Should peace talks between US and Russian officials run into another dead end, Ukraine will need a huge injection of funding to keep running basic services and financing its armed forces.

EU leaders will have to decide how to help fill that gap at a crucial Brussels summit on December 18th.

After weeks of negotiations and back-room planning, von der Leyen’s powerful EU executive formally proposed two options.

One was to borrow money for Ukraine on the markets as an EU bloc. The other was to use frozen Russian central bank assets to finance a €90 billion loan.

The first option, joint EU borrowing, has traditionally been opposed by Germany, the Netherlands and others.

The second option, a so-called reparations loan, while politically and legally complex, is the choice the commission will be pushing.
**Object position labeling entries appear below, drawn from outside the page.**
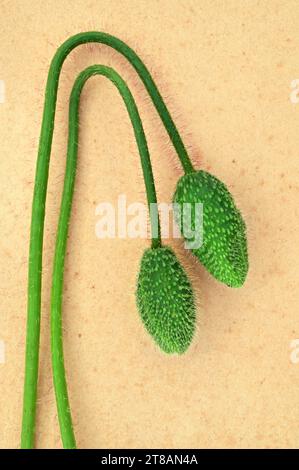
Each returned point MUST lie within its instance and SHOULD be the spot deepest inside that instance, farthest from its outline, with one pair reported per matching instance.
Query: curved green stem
(39, 200)
(60, 385)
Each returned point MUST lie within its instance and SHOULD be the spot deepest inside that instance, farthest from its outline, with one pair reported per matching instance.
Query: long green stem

Belgium’s prime minister Bart de Wever has so far refused to budge in his opposition to the idea.

The vast majority of those Russian assets were held in Euroclear, a depository for state bonds in Belgium. His government is concerned about legal consequences and possible retribution from Moscow.
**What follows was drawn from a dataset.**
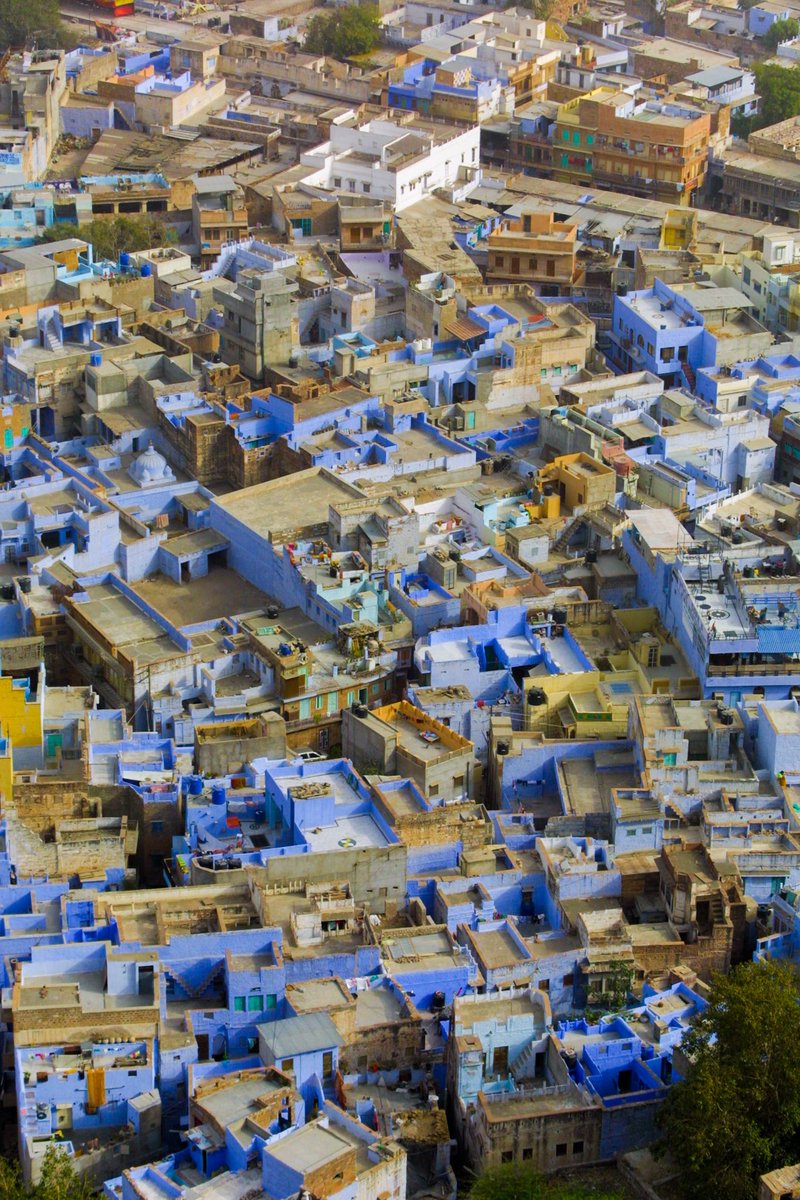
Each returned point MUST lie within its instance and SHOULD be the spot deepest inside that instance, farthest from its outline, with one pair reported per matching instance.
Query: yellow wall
(6, 774)
(20, 718)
De Wever, a hard-right Flemish nationalist, is less amenable to compromise for the wider European good than his predecessor, the liberal Alexander De Croo.

“We have listened very carefully to Belgium’s concerns and we have taken almost all of them into account ... We have very strong safeguards in place to protect member states and reduce the risks as much as possible,” von der Leyen said this week.

The reparations loan would only need the support of a weighted majority of the 27 leaders to be approved. But in political terms, it might be difficult for other European leaders to ignore the opposition of Belgium.

The language laid out in the legal text tabled by the commission is stark: “Without this loan, it can be anticipated, in the current international context, that Ukraine will by April 2026 not be able to support its fiscal needs, entailing a realistic risk of defeat in a rather short term”.

The loan would be repaid if Russia agreed to pay compensation for the destruction caused by its invasion of Ukraine.

One big problem has been the fact the assets only remain frozen as long as economic sanctions on Russia stay in place. Introduced in the weeks after the 2022 invasion, the sanctions need to be renewed every six months, by unanimous agreement of all 27 states.

Hungary’s far-right prime minister Viktor Orban and Slovakia’s populist leader Robert Fico, an opponent and sceptic of EU support to Ukraine in turn, have on several occasions threatened to veto the rollover, before backing down.

Locking in the sanctioned frozen assets is key to the loan getting off the ground. Failing to do so would leave national governments having to cover the cost themselves, should repayment to Russia be triggered early by Orban or someone else.

The commission plans to get around those veto risks by relying on emergency EU powers to prohibit the assets being returned to Russia, claiming such a decision would endanger the stability of the union’s economy.

One senior EU official said this would “eliminate” the risk one rogue leader could collapse the sanctions regime freezing the Russian state assets.

EU states will still have to provide guarantees of €105 billion for the loan, in case there is a scenario where repayment to Russia is ever triggered without compensation being provided.

The other funding option – borrowing as a bloc – would need unanimous sign-off, meaning the opposition of Orban, Fico, De Wever or another leader could scupper that plan. That makes it unlikely to be pursued.

To complicate things further, the Trump administration has its eyes on the frozen assets as a key bargaining chip to throw back to Russian president Vladimir Putin in a peace deal.

Their recent 28-point plan referenced using the assets trapped in Europe to partly fund US-led ventures rebuilding Ukraine, which the US would profit from.

The formal proposals tabled by the commission will kick off a hectic fortnight of negotiations between national diplomats and officials, before the EU’s 27 leaders sit down together on December 18th. Everyone will be watching for any shift in Belgium’s position.

The summit has the potential to run on for two or three days, or as long as it takes to come out with a decision.

Taoiseach Micheál Martin and the other national leaders might be well advised to get some of their Christmas shopping done early this year.